Inquiry Based Science Lessons

Another generic resource, also from the NSTA elementary mailing list.  The issue of using inquiry in science lessons is a big deal and also came up a recent School Leadership Team meeting.  Inquiry does, of course, get used, but it's always a tough item since it is easy to get "off script" when using a lesson plan that allows student-driven inquiry.  At the same time, it's hard to really teach science without it.  The issue in NYC, and probably many other places, is that since the city has instituted standardized science testing, the test is naturally content based. 

Problem.  Big problem.  Why? Because ultimately, science is not a collection of facts (organized or not).  Yet that is precisely the impression given to every NYC student when they have to prepare for and take that test.  History is a collection of facts: what happened is what happened.  Yes, there can be interesting analysis of the motivations of the players in the historical dramas we study, but nonetheless, you cannot infer the future from the past.  (Okay children, if you back talk you parents, you can predict the near future you will get in trouble, but you know what I mean).  English grammar (or other languages) involve certain rules and memorized exceptions.  Math involves memorizing some rules and relationships (think multiplication tables, rules for addition, algebraic relationships, etc.). 

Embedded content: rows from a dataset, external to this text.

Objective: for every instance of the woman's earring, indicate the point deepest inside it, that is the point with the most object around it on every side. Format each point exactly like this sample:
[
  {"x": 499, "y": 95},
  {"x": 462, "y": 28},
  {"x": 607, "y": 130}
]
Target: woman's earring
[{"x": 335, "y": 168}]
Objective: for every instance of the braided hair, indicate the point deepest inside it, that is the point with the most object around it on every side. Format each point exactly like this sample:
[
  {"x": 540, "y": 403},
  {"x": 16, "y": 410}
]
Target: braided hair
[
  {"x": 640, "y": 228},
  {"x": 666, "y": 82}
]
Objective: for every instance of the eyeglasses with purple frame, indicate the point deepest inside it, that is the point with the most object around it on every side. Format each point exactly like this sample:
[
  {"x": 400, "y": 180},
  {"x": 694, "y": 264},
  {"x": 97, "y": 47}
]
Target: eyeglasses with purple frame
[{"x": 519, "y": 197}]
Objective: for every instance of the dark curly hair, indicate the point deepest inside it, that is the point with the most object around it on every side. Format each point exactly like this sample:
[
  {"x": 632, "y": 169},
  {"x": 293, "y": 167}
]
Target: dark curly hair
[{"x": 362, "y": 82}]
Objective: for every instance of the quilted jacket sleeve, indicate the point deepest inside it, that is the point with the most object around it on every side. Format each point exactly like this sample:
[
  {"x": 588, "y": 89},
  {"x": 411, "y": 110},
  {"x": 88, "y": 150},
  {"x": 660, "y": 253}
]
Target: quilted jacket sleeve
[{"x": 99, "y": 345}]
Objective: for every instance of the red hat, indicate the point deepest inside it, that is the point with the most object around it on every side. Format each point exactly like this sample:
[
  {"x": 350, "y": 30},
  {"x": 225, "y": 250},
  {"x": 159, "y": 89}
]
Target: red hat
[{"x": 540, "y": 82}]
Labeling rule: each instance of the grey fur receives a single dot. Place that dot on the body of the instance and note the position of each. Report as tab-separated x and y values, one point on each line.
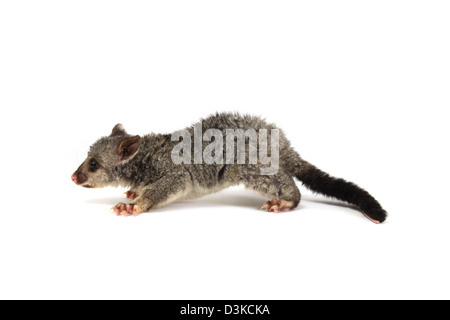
156	181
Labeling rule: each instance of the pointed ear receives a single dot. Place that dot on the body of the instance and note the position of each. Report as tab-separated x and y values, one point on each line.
118	130
128	148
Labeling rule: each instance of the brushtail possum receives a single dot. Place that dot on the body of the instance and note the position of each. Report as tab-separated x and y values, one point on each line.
147	167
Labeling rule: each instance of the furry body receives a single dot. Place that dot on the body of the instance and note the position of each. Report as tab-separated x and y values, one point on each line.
144	165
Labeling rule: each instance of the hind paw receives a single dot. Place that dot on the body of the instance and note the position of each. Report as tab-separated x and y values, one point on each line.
277	206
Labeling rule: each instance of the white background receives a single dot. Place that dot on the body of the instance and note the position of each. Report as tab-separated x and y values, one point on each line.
360	87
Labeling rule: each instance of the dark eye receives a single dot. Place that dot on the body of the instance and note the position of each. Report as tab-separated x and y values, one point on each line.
93	165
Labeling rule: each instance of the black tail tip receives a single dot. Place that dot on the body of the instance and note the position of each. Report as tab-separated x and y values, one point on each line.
376	215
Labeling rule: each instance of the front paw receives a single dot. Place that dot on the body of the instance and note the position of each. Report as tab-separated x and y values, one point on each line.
126	209
131	194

But science requires that we learn to solve problems in a certain way.  The collection of facts that many people think of as science are the results of that problem solving endeavor.  We call that way the scientific method (although I find the standard description a bit misleading and overly formalized). To see if a student has learned science requires more than them regurgitating basic facts, but testing to see if they have absorbed the methodology of science it harder.  It's a different kind of test and harder to write.

Okay, off the soapbox.  The question was asked and one teacher pointed to a web site I had never heard of, http://www.wetheteachers.com/.  The site has cross-links to other sites, including Curriki (the curriculum wiki).  The site requires that you sign up before you can view or submit content.  One of the documents is a generic inquiry lesson plan that leads you, the teacher, through the process of assembling all the parts for an inquiry-based lesson plan on your specific topic: http://wetheteachers.com/plan.php?id=37. I'm only beginning the explore.  A couple of years ago I felt like I didn't have enough resources.  Now I'm feeling overwhelmed by how many there are and how little time I have to use them.

 

What a "School Leadership Team" (SLT)?  If you are in New York City and have school age children, you probably know the answer, but for those of you who don't or live elsewhere, here in NYC, each local school is expected to have an SLT formed of both parents and teachers in equal measure.  Their job is to review the school's Comprehensive Educational Plan (CEP) which has to include review of school/student performance metrics, community/parental involvement, and other items.  The idea is to be continuously reviewing how the school is doing with respect to its educational mission and to make corrections.  Like any other committee, how well it does varies from school to school, but the intent and goal of the SLT is excellent.